ARTICLE 120. Citizens of the U.S.S.R. have the right to maintenance in old age and also in case of sickness or loss of capacity to work. This right is ensured by the extensive development of social insurance of workers and employees at state expense, free medical service for the working people and the provision of a wide network of health resorts for the use of the working people.

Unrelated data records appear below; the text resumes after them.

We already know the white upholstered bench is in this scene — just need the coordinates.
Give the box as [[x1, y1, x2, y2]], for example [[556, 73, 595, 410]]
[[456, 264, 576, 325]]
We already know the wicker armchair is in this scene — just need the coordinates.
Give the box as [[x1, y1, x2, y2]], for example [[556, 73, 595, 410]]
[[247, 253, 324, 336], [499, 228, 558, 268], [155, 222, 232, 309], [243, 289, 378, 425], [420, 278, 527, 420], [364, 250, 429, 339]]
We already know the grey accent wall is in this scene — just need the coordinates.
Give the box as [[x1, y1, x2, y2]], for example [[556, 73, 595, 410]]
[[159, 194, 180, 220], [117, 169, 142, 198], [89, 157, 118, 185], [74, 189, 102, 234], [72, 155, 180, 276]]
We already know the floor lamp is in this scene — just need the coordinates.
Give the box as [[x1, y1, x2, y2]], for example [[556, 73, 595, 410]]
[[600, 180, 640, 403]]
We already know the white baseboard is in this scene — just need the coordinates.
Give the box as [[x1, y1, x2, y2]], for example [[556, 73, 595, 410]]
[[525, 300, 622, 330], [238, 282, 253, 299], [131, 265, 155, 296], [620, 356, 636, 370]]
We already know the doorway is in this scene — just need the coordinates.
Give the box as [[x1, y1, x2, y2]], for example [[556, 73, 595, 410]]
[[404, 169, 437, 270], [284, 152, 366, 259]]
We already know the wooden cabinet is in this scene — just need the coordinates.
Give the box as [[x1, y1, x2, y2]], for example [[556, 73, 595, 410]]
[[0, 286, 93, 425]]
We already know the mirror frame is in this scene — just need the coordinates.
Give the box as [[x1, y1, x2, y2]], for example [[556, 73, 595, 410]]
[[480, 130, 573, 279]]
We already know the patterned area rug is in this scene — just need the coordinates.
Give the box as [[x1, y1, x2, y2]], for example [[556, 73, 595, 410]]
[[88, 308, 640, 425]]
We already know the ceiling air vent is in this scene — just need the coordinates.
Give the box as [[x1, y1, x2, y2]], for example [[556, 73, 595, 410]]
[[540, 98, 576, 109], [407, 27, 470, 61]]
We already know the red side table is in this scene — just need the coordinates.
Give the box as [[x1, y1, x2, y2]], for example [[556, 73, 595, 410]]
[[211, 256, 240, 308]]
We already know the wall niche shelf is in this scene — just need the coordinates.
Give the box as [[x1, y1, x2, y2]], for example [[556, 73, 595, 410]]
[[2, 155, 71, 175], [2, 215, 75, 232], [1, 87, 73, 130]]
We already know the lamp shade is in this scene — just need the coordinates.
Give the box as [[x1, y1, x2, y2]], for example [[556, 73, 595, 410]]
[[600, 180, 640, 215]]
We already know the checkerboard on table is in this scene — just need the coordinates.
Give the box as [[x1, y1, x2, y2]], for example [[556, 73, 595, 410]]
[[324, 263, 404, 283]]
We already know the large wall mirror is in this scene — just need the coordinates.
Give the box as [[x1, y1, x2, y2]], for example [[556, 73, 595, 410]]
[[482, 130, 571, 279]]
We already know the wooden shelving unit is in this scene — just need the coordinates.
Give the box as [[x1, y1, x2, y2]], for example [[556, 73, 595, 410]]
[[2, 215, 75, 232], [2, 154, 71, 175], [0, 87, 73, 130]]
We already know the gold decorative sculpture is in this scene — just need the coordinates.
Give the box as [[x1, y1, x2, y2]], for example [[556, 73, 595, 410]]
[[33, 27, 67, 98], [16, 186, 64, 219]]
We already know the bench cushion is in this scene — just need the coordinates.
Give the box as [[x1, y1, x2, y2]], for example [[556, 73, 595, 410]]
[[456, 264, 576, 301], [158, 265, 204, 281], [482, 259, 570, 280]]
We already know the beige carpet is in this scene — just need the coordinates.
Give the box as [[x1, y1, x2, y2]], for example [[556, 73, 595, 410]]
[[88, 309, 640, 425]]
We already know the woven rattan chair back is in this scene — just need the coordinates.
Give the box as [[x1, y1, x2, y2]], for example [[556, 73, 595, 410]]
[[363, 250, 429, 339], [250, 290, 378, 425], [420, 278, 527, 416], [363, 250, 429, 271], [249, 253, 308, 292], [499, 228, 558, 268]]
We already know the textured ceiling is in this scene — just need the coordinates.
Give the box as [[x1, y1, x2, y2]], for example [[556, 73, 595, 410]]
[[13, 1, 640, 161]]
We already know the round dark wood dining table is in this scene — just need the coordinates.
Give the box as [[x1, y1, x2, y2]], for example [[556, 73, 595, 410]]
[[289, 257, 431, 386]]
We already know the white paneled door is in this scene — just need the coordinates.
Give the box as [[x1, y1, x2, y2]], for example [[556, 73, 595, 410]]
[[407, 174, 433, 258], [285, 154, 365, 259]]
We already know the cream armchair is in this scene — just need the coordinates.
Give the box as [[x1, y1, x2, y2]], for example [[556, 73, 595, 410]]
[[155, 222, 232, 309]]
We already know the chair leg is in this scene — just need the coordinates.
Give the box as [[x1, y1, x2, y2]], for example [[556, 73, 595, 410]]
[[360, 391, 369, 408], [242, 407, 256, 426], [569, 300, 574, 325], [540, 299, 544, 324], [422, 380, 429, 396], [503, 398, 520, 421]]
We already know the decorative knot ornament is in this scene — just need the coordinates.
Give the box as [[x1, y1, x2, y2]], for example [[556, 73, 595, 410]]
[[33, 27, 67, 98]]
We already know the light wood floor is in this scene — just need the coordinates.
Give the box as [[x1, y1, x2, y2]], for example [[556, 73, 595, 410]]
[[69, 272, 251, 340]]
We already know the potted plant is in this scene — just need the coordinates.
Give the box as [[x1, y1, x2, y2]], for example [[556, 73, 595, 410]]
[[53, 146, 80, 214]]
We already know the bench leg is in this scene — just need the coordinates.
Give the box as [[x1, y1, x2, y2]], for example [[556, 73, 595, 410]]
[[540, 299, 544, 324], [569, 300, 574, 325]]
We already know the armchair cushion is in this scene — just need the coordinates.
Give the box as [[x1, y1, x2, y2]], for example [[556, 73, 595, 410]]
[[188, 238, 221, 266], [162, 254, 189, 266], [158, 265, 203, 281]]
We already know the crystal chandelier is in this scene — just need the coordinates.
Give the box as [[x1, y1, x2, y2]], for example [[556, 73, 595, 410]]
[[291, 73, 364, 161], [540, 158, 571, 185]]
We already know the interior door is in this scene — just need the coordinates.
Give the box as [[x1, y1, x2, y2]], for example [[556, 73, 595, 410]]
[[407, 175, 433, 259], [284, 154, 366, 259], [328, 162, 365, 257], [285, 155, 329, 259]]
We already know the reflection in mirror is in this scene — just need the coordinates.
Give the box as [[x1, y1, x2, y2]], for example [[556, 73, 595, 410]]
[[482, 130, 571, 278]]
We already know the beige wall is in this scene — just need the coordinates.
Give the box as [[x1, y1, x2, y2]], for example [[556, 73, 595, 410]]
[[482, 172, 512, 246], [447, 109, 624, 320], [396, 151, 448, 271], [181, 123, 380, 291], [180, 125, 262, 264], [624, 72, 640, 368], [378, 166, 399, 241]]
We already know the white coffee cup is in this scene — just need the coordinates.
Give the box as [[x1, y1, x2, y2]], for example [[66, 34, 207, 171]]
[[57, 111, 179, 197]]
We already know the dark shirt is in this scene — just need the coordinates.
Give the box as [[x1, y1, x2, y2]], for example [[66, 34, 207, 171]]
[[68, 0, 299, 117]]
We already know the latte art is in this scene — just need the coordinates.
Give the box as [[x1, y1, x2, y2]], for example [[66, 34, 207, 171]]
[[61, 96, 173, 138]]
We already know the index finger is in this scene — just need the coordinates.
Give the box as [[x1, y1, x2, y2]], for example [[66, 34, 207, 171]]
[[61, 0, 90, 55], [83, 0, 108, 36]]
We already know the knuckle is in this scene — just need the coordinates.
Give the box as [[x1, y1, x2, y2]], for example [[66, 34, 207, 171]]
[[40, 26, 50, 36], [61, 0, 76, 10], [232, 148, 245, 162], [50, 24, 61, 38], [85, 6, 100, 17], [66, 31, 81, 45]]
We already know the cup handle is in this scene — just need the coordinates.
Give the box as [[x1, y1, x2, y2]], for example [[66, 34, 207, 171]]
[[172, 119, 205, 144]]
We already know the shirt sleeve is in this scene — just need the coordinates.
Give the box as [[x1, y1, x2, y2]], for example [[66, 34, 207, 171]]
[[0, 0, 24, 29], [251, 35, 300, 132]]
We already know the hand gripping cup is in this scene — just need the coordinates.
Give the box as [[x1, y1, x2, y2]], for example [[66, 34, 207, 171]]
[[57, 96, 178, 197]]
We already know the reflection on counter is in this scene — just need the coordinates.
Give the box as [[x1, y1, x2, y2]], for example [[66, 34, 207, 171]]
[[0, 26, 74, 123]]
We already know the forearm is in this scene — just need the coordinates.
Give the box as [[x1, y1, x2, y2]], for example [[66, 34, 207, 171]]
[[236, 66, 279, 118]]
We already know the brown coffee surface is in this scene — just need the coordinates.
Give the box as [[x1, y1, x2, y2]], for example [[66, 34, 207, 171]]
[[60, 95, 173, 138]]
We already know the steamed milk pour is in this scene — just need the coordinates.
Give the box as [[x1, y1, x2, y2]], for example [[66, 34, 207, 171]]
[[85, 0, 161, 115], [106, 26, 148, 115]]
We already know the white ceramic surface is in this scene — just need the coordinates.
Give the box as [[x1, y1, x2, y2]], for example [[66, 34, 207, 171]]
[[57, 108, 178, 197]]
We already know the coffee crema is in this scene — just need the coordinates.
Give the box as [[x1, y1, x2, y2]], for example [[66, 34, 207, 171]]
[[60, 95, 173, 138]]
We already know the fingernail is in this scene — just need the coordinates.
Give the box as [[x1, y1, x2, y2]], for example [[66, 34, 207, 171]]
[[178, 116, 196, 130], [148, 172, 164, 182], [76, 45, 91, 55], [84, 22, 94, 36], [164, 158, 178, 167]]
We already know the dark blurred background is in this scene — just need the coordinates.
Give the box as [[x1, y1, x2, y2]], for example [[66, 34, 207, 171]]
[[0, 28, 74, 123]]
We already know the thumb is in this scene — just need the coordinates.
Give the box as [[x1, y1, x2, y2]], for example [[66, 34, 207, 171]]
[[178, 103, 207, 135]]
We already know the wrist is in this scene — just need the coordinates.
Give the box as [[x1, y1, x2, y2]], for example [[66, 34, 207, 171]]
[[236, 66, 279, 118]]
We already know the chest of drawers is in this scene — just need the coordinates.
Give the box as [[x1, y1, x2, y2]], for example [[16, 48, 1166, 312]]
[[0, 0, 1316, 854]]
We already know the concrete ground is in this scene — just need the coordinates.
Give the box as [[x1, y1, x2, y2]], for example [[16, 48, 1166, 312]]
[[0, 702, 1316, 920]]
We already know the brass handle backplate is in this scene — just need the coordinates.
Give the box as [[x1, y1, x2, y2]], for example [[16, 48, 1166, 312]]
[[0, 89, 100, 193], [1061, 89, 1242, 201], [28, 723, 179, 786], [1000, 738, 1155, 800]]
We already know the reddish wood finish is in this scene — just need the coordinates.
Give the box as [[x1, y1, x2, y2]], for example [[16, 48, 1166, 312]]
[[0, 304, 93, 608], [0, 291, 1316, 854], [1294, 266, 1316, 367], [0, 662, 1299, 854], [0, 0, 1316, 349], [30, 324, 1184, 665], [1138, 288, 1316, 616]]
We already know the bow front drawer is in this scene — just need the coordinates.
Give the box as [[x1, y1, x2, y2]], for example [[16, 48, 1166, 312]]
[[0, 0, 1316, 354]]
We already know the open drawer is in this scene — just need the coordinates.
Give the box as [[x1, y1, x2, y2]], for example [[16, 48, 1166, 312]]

ARTICLE 121. Citizens of the U.S.S.R. have the right to education. This right is ensured by universal, compulsory elementary education; by education, including higher education, being free of charge; by the system of state stipends for the overwhelming majority of students in the universities and colleges.…26
What are we to make of this? Whittaker Chambers, who had been a member of the Communist Party USA, Soviet spy, proponent of the New Deal, editor at Time magazine, and who later condemned communism and the New Deal, wrote in his 1952 autobiography, Witness, “I had to acknowledge the truth of what its more forthright protagonists, sometimes unwarily, sometimes defiantly, averred: the New Deal was a genuine re
volution, whose deepest purpose was not simply reform within existing traditions, but a basic change in the social and, above all, the power relationships within the nation. It was not a revolution of violence. It was a revolution by bookkeeping and lawmaking. Insofar as it was successful, the power of politics had replaced business. This is the basic power shift of all the revolutions of our time. This shift was the revolution. It was only of incidental interest that the revolution was not complete, that it was made not by tanks and machine guns, but by acts of Congress and decisions of the Supreme Court, or that many of the revolutionists did not know what they were or denied it. But revolution is always an affair of force, whatever forms the force disguises itself in. Whether the revolutionists prefer to call themselves Fabians, who seek power by the inevitability of gradualism, or Bolsheviks, who seek power by the dictatorship of the proletariat, the struggle is for power.”27
The “living Constitution” is a constitution on its deathbed. The Founders are dismissed as quaint or worse—ancients, slaveholders, and landed gentry. This is as it must be, for utopianism is bigger than history and politics. It is a break from the past. The utopians are impatient, anxious, and frenetic, for life is short, destiny calls, and a fantastic future awaits humankind if only man, with all his flaws and imperfections, would relent or get out of the way. Therefore, the earthly grind of societal reinvention must continue unabated. One hundred years after the publication of Wilson’s Constitutional Government in the United States and sixty-four years after Roosevelt delivered his Second Bill of Rights speech, presidential candidate Barack Obama declared, “We are five days away from fundamentally transforming the United States of America.” Five days later, he was elected president.28 The counterrevolution, which is over a century old, proceeds more thoroughly and aggressively today than before.